Security in a Distributed Environment

In this article, we shall consider that each member of a cluster is a distributed cube. Moreover, we may use interchangeably the terms: distributed cube, member, or node to describe a member of the cluster. The last two terms are in line with the JGroups terminology, and arguably with distributed architectures in general.

Security in a distributed cluster, and more specifically access permission, can be handled within Atoti.

There are two types of security you have to consider when working with a distributed cluster:

  • Cluster Security, a security layer designed to prevent unwanted cluster members from connecting to the cluster.
  • User Security, a security layer designed to prevent a given user from authenticating to a specific node, which lets the developer take advantage of the Authentication Policies relevant for the Atoti application instance hosting that cube.

Cluster Security

The first security layer is designed to prevent unwanted members from joining a given distributed cluster.
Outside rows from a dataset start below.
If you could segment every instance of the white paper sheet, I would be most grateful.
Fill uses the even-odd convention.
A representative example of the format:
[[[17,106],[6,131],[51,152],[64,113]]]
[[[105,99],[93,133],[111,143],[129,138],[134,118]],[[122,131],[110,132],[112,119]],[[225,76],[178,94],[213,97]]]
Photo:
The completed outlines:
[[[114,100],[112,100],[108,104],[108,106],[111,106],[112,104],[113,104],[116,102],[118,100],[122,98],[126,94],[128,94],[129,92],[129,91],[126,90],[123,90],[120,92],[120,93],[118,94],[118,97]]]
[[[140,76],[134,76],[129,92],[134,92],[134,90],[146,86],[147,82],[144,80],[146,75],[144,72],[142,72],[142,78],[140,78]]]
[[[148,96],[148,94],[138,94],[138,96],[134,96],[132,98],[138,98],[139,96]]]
It is already embedded within JGroups, the third-party library implementing the communication layer that Atoti leverages for its distributed architecture feature.

The Key-Based Authentication Token

Users have to define a key (as a String) in the JGroup configuration file (by default, protocol.xml).

The protocol layer then encrypts this key, and adds it as a header in the JOIN_REQUEST messages sent by all the cubes to join the cluster. A member whose key does not match the keys of the registered members will receive a security error and be treated as undesired.

For this reason, all members of a cluster must be configured with the same private key within their respective protocol.xml configuration file.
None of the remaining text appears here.